Regular readers here at TWS know that we are obsessed with the world of horror around here. And while it’s not the only world that Sarah works in, she absolutely excels within it. We were very excited to talk to her about this, the release of Cupid, and much more. She turned out to be an absolutely wonderful interview subject and was gracious enough to take some time out of her busy schedule to share a few words with us here. So Folks, please enjoy some wonderful words from the great Sarah T. Cohen!



What inspired you to get into the world of entertainment? Was it something that you have aspired to do since your youth? I understand that you may have had a bit of influence growing up, but when was it that you personally decided to get into this world?

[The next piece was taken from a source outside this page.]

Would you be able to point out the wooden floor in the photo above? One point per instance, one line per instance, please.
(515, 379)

Back in Primary School, the cool thing to do was to take part in the Christmas Pantomime. Everyone auditioned each year, but they really only gave out roles to the children in their final year. When Year 6 rolled around, I managed to get the role of the Evil Queen in Snow White. I’m not sure if its something to brag about, but I was the first kid at the school to ever get booed. After that, I caught the acting bug. I always knew I would do it for fun, but I’m the practical sort, and when deciding what to study for university, I was leaning towards law, as I knew it could guarantee me a reliable income. Ironically, it was my parents (both of whom were computer programmers) who encouraged me to pursue acting as a career. They said it was the only time of my life I could really give my dream of acting a proper go. As always, they were right, so I applied to New York University for acting, and never looked back.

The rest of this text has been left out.